Unaffordable child care limits women’s success in the job market

Child Care

VANCOUVER, BC – Having affordable child care remains the number one challenge for women achieving economic success in British Columbia’s labour market. While women have achieved equality with men in post-secondary education, matching and often exceeding their male counterparts in law school and medical school enrollment, women continue to outnumber men in part-time, lower paying jobs earning just three quarters of the salaries their male colleagues earn. Industry experts believe this is primarily due to unaffordable, inaccessible child care.

Yesterday, West Coast LEAF released a new report entitled High Stakes: The impacts of child care on the human rights of women and children. The report concludes the rights of women and children are being violated in complex and wide-ranging ways as a result of the shortage of affordable, high-quality, regulated child care in BC.

“Child care is often framed as an economic issue or in terms of public policy, but it’s important to recognize that the failures of the current services in BC have serious and vast implications for the human rights of women and children,” noted Kendra Milne, West Coast LEAF Director of Law Reform and author of the report. “Because women provide the majority of caregiving for children, not being able to access high-quality, affordable child care leads to a cascade of negative consequences in women’s lives.”

While the report argues lack of child care limits women’s success in the labour market, it should be noted child care is just one of the challenges women face. Either by choice or by obligation, women continue to be the primary caregivers for children. Access to child care will often determine whether women can return to the workforce. This said, the average pay gap between women and men in Canada is $8,000, leaving many families to choose for women to stay home, preserving the higher salary for the family.

While many might debate whether access to child care is a human right, the data strongly suggests that affordable child care significantly increases the rates at which individuals access it. According to Statistics Canada, 58% of parents in Quebec utilized child care in the past year while less than 50% of parents in British Columbia utilize child care.

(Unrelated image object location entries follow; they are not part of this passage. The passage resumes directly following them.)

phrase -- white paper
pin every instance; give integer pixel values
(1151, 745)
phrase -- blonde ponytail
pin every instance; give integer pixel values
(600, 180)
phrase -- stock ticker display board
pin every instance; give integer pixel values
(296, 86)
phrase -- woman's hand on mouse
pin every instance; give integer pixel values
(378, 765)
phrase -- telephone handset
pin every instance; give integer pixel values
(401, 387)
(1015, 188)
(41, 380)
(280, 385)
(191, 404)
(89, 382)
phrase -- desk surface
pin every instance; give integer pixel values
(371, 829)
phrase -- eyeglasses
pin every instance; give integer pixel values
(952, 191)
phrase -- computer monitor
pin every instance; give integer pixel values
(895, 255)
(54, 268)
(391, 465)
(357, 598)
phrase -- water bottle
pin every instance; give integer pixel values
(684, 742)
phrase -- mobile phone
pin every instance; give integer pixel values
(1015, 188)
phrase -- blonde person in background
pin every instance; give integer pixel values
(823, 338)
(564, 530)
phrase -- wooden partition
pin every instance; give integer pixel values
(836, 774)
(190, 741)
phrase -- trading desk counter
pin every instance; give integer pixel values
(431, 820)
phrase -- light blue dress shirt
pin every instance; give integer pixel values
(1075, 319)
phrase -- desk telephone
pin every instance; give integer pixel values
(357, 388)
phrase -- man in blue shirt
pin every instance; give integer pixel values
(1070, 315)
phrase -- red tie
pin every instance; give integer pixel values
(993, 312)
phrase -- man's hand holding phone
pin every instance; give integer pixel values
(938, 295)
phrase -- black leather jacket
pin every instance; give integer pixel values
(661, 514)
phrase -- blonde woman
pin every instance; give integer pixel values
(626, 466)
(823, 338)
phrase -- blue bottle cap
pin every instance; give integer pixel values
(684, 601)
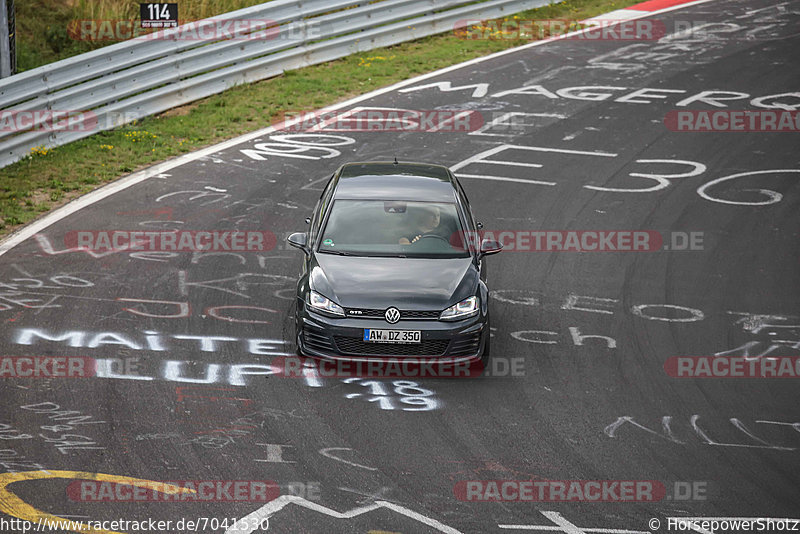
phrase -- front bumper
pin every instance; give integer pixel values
(342, 338)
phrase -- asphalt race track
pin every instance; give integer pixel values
(183, 341)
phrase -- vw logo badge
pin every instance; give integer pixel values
(392, 315)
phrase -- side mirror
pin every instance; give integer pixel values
(298, 240)
(490, 246)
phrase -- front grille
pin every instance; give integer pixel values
(316, 339)
(466, 345)
(375, 313)
(354, 345)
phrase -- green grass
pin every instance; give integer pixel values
(48, 178)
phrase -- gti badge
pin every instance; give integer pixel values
(392, 315)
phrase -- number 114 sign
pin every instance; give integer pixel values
(158, 15)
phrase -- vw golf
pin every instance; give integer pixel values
(390, 269)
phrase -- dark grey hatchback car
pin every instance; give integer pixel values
(391, 269)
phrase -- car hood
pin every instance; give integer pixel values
(406, 283)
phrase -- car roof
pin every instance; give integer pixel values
(395, 181)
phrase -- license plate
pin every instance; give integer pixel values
(373, 335)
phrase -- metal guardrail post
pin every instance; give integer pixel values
(5, 44)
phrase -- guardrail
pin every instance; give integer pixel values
(119, 83)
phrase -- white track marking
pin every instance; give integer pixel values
(269, 509)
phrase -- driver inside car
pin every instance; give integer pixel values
(424, 221)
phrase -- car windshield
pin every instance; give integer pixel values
(393, 228)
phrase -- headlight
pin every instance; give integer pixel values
(324, 305)
(462, 310)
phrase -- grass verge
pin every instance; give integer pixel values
(49, 178)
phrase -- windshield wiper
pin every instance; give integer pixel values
(337, 252)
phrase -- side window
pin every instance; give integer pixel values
(319, 210)
(467, 210)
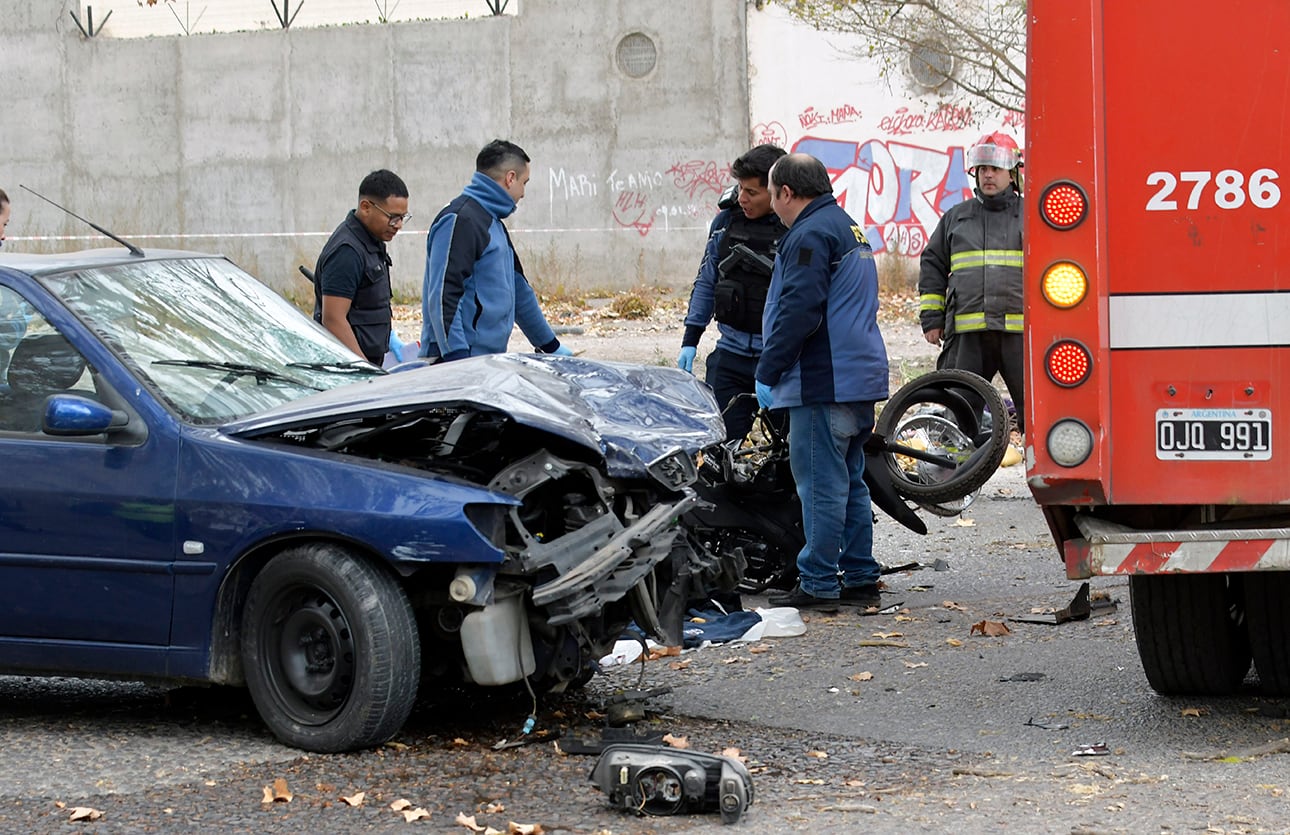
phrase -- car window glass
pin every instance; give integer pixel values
(210, 340)
(35, 362)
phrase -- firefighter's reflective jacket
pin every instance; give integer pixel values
(970, 274)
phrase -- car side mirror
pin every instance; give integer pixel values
(75, 414)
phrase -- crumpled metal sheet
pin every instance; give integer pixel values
(628, 413)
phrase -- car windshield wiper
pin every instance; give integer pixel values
(352, 367)
(241, 369)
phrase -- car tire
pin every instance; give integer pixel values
(1191, 633)
(330, 649)
(951, 391)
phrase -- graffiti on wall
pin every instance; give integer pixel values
(897, 190)
(641, 200)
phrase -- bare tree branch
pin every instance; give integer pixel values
(968, 50)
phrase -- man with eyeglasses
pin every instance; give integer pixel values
(475, 291)
(351, 281)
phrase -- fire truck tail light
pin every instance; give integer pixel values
(1063, 205)
(1068, 363)
(1064, 284)
(1070, 443)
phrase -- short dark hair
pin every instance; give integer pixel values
(805, 174)
(756, 163)
(499, 156)
(382, 183)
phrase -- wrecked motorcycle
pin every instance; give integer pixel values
(933, 445)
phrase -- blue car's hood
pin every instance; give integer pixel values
(628, 413)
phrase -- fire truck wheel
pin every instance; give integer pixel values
(1191, 633)
(943, 435)
(1266, 594)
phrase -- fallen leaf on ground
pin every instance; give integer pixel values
(277, 791)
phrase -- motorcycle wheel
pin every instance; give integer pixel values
(934, 414)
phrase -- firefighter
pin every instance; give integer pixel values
(970, 272)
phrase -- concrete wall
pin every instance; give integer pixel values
(894, 150)
(253, 143)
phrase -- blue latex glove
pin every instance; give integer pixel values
(686, 360)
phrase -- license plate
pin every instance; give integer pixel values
(1214, 434)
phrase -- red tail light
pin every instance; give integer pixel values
(1063, 205)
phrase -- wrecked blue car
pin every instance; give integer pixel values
(201, 485)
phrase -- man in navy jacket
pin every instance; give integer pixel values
(475, 291)
(823, 359)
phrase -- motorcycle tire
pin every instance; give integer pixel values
(938, 409)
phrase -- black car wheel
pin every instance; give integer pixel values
(330, 649)
(935, 440)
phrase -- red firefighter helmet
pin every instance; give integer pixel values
(997, 150)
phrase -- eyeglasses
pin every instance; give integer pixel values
(395, 220)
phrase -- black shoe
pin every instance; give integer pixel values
(800, 599)
(866, 595)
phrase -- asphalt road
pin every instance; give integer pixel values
(939, 729)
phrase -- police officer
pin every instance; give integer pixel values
(351, 281)
(732, 285)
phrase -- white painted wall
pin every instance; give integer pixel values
(894, 151)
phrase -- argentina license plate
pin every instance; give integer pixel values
(1214, 434)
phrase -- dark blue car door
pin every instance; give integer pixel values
(87, 524)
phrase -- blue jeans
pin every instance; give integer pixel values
(826, 451)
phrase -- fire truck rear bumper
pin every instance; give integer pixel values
(1111, 549)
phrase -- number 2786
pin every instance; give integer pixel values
(1227, 189)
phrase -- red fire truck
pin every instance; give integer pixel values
(1157, 321)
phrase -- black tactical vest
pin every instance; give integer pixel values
(369, 312)
(741, 289)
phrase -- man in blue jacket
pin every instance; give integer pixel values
(475, 291)
(823, 359)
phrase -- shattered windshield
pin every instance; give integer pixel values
(210, 340)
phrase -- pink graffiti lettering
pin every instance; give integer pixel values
(631, 211)
(812, 118)
(944, 119)
(698, 177)
(769, 133)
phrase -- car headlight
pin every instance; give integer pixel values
(674, 469)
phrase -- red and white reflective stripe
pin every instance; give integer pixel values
(1156, 558)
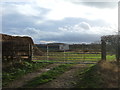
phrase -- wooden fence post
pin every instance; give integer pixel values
(118, 49)
(103, 49)
(30, 52)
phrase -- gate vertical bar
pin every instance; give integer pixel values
(103, 49)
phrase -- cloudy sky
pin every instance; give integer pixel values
(67, 21)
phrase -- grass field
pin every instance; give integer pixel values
(71, 57)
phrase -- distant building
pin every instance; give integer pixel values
(54, 46)
(64, 47)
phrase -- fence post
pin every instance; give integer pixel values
(103, 49)
(118, 49)
(30, 52)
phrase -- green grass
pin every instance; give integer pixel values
(72, 57)
(48, 76)
(67, 57)
(89, 78)
(11, 73)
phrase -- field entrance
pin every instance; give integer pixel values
(76, 53)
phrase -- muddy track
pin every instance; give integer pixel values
(67, 80)
(24, 79)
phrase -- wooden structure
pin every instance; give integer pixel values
(16, 48)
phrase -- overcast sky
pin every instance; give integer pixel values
(67, 21)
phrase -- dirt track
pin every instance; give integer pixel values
(23, 80)
(66, 80)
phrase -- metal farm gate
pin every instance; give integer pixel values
(69, 53)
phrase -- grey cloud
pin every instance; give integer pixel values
(99, 4)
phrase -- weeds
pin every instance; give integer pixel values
(48, 76)
(18, 70)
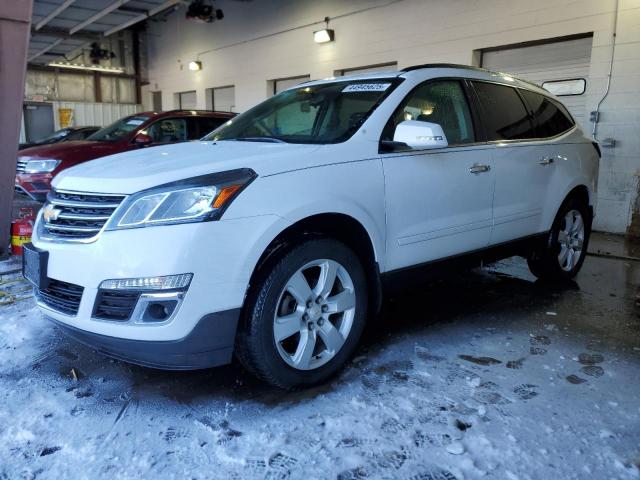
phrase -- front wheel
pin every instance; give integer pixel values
(564, 252)
(305, 317)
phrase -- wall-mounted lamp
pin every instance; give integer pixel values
(325, 35)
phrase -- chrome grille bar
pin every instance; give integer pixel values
(77, 216)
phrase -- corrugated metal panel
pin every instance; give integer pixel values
(99, 114)
(550, 61)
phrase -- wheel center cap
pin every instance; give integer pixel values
(315, 312)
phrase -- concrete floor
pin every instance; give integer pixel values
(488, 374)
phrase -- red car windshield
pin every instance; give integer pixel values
(119, 129)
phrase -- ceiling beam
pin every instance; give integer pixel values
(56, 11)
(141, 17)
(98, 15)
(45, 49)
(60, 33)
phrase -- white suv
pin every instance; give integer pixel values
(275, 236)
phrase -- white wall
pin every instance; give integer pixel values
(407, 32)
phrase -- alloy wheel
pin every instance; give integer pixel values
(314, 314)
(571, 240)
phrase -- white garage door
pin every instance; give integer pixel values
(548, 62)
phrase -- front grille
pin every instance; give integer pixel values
(80, 215)
(21, 165)
(61, 296)
(115, 305)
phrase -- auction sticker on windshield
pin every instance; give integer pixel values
(366, 87)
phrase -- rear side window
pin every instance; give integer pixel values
(551, 118)
(503, 113)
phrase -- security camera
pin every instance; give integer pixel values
(203, 11)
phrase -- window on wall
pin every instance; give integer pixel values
(282, 84)
(186, 100)
(222, 99)
(380, 67)
(443, 102)
(504, 115)
(168, 130)
(156, 101)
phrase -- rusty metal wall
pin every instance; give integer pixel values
(15, 19)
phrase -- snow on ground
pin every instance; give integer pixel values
(485, 375)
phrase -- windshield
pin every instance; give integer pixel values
(326, 113)
(119, 129)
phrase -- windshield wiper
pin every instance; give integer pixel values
(259, 139)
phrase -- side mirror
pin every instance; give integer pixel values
(420, 135)
(142, 140)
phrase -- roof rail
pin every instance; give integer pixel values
(466, 67)
(442, 65)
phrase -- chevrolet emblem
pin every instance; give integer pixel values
(50, 214)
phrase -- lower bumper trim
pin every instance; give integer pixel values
(209, 344)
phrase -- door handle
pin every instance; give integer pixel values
(479, 168)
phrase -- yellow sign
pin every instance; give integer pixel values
(66, 117)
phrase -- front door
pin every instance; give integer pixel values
(438, 202)
(521, 174)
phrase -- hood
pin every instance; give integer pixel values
(137, 170)
(78, 150)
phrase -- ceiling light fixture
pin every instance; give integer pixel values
(325, 35)
(80, 66)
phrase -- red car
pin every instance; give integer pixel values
(38, 165)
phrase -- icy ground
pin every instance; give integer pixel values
(483, 375)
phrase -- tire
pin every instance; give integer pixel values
(562, 255)
(283, 330)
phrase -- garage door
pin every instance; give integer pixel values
(548, 62)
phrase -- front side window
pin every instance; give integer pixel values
(551, 118)
(208, 124)
(119, 130)
(443, 102)
(168, 130)
(319, 114)
(504, 115)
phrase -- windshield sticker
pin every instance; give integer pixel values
(366, 87)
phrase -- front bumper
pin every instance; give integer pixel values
(221, 255)
(35, 185)
(209, 344)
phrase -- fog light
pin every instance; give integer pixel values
(169, 282)
(156, 308)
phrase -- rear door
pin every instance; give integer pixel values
(521, 177)
(438, 202)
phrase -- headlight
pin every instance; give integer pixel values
(193, 200)
(41, 166)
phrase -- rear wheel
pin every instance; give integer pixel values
(563, 254)
(304, 319)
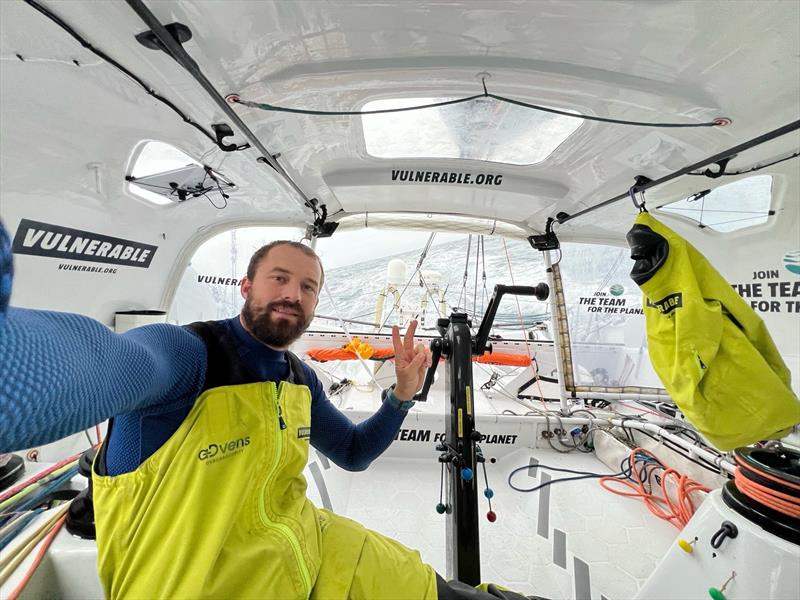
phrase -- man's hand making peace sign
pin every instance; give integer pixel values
(410, 363)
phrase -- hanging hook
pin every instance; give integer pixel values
(722, 165)
(640, 203)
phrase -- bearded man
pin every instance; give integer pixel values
(198, 486)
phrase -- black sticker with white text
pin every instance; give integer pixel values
(55, 241)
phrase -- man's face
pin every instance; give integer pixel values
(280, 300)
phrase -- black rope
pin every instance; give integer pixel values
(352, 113)
(751, 169)
(83, 42)
(722, 156)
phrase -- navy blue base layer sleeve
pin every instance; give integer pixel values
(61, 373)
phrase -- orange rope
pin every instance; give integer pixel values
(676, 510)
(19, 487)
(496, 358)
(39, 556)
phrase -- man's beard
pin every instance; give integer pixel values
(278, 333)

Minister of Children and Family Development, Stephanie Cadieux, notes that while British Columbia doesn’t have a universal child care system, the Province is providing subsidies to make child care more affordable and that 77 per cent of parents reported they didn’t need to be wait-listed for a child-care facility.

“We offer child care subsidies to lower-income B.C. families, helping nearly 20,000 children each month. Recent changes to the subsidy program now exempt child support payments from the income calculations for the subsidy, which is making more families eligible to receive this additional benefit. We’re also investing approximately $146 million a year in the B.C. Early Childhood Tax Benefit for 180,000 B.C. families with children under the age of six,” Cadieux commented.

Under the Province’s B.C. Early Years Strategy, they’ve committed to creating 13,000 new licensed child-care spaces by 2020. Since November 2014, they have invested $26.5 million to create more than 4,300 spaces throughout the province. This builds on the more than 111,000 child-care spaces they currently fund.

Entering into a multi-decade skills shortage, it will be critical to ensure workers who wish to work have the opportunity. Parents, youth, older workers, Aboriginals, immigrants and those with disabilities, continually post unemployment rates often doubling the unemployment rates for the general population. The data clearly demonstrates that affordable child care will bring more workers into the labour market but is it affordable?

In the coming years, a wave of workers will be retiring, limiting our tax base while increasing demand for healthcare services. Already government is needing to distribute funding to health care and an array of valuable services, many of which the public would say are underfunded. It is estimated universal child care would cost British Columbians $1.5 billion per year, increasing the tax burden and dissuading workers from moving to the province.

While women are encouraged to pursue careers and today make up the majority of students on university and college campuses in British Columbia, the gap between men and women in the workforce continues to be significant. The solutions lie in a combination of government programming, gender equity legislation, enhanced employment standards regulations, building a strong workforce of child care providers and working with employers to provide workplaces and incentives to build a balanced workforce.